Some time later I got a small second hand record player. Without any records of my own I browsed my Mom and Dads record collection which was located under the glass covered record player in the living room. The collection was small and featured artists like Harry Nilsson, Boney M, The Beatles, Abba and a Rod Stewart record that seemed out of place to me because of Stewarts questionable choice of trousers. One record that caught my attention was the classic ‘Rumours’ by Fleetwood Mac. I must have played it thousands of times on that little old record player.
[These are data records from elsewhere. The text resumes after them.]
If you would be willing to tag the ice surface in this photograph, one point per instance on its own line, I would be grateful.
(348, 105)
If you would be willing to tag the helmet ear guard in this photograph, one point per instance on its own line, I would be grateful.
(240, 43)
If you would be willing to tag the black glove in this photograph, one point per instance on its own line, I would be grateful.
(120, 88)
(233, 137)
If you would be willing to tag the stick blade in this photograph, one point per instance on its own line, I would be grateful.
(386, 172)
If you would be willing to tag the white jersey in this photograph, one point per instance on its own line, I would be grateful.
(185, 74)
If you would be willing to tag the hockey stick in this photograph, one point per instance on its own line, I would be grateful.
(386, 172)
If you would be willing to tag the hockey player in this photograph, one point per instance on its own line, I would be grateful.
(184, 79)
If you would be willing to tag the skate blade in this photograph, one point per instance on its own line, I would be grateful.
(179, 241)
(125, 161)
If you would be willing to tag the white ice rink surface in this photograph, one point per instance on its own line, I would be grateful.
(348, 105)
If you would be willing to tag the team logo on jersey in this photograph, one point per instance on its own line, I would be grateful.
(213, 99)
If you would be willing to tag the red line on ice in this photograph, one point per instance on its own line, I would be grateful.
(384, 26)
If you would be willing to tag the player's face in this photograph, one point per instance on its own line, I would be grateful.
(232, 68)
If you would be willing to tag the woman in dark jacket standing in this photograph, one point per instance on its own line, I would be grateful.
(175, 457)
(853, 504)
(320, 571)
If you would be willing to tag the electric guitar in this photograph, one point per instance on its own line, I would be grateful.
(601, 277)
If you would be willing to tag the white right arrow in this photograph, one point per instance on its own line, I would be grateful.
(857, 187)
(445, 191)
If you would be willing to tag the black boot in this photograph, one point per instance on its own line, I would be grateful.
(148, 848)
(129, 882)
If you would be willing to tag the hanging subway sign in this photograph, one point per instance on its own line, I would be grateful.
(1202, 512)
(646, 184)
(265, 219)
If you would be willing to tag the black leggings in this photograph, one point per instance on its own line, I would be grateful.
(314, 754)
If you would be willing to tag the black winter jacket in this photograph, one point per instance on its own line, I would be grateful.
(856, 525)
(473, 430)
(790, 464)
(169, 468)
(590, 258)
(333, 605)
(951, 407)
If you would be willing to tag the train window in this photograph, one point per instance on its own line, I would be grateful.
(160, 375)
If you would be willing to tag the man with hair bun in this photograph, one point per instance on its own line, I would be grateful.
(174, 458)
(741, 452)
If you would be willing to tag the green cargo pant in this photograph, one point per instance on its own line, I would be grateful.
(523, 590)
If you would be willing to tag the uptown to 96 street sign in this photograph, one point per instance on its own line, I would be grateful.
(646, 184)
I’d never once heard this album played by either Mom or Dad, so without asking I requisitioned Rumours deeming that this ‘LP record’ would be the one which would set the foundation for what was to eventually become an extensive music collection. Indeed despite no longer having anything to play it on I still have that record.

U2 took me through the mid 1980’s and into the 90’s, The Joshua Tree formed an inspirational cornerstone of my collection, as it did for so many of those born in the early to mid 70’s. Depeche Mode earned a place on what was becoming the sountrack of my life with their album ‘Violator.’ Other bands followed with anthems of the age, underlining the fact that music is uniquely powerful in its ability to attach itself to events and whole chapters of your life. Forgotten memories can be reconnected in an instant simply by hearing a track significant to that memory. You close your eyes and you’re no longer just remembering, you are right there in the moment once again.

Like many teenagers I made mix tapes for myself and my friends. But unlike a lot of my friends this was something I never grew tired of doing. In fact my tapes became labors of love, carefully poured over and intensely thought out. I would seek out obscure music, ‘B’ sides and rare tracks by popular artists. I wanted to do more than simply share some music with friends, I wanted to engage them in some way. To provide them with music that could possibly engrave itself into their lives and become an indelible part of their life.

To this end I would go to the effort of not simply producing a carefully compiled collection of tracks, but also tapes and CD’s with cover art and sleeve notes. I wanted to make something that could find its way into a music collection and earn it’s place among the mass produced CD’s and tapes that would always outlive their ‘mix tape’ neighbors.

I did this with a series of tapes under the collective name of ‘The Beautiful Damned.’ There were four tapes. ‘Out of the Blue’, ‘Brilliant Colour’, ‘These Long Roads’, and ‘A Tale of Sound and Fury’. Each with a cover printed at my own cost and shared with only the hope that the person would enjoy the music.

In the ten years since ‘A Tale of Sound and Fury’ I’ve put together many CD’s for friends, but I’ve not produced multiple copies of any specific mix. The reason being I suppose, that time becomes strangely scarce as you put more years under your belt, and my friends have outgrown the days when we would sit in one anothers bedrooms listening to music allowing hour upon hour to ebb away like the scented smoke of an incense stick.

Music is still hugely important to me though. Much of my life is still, and will probably be forever punctuated by the music around me. It seems that life’s most inspiring of moments has some kind of theme whether heard at the time, or somehow applied later in memory.

The soundtrack to my life would thus far form an already voluminous box set. Unlike motion picture soundtracks, the listener would be unable to put each of the bizarrely heteromorphic tracks in context. While they might simply be able to enjoy the music on its own, the scenes and stories to which each track is umbilically joined to would be lost.

But who could even put together a complete sountrack of their life and hope to share in in context? That’s the beauty of making and giving away a great mix CD, while its context in relation to you might quickly be lost, it has the possibility of finding its way into someone else’s sountrack, someone else’s memories.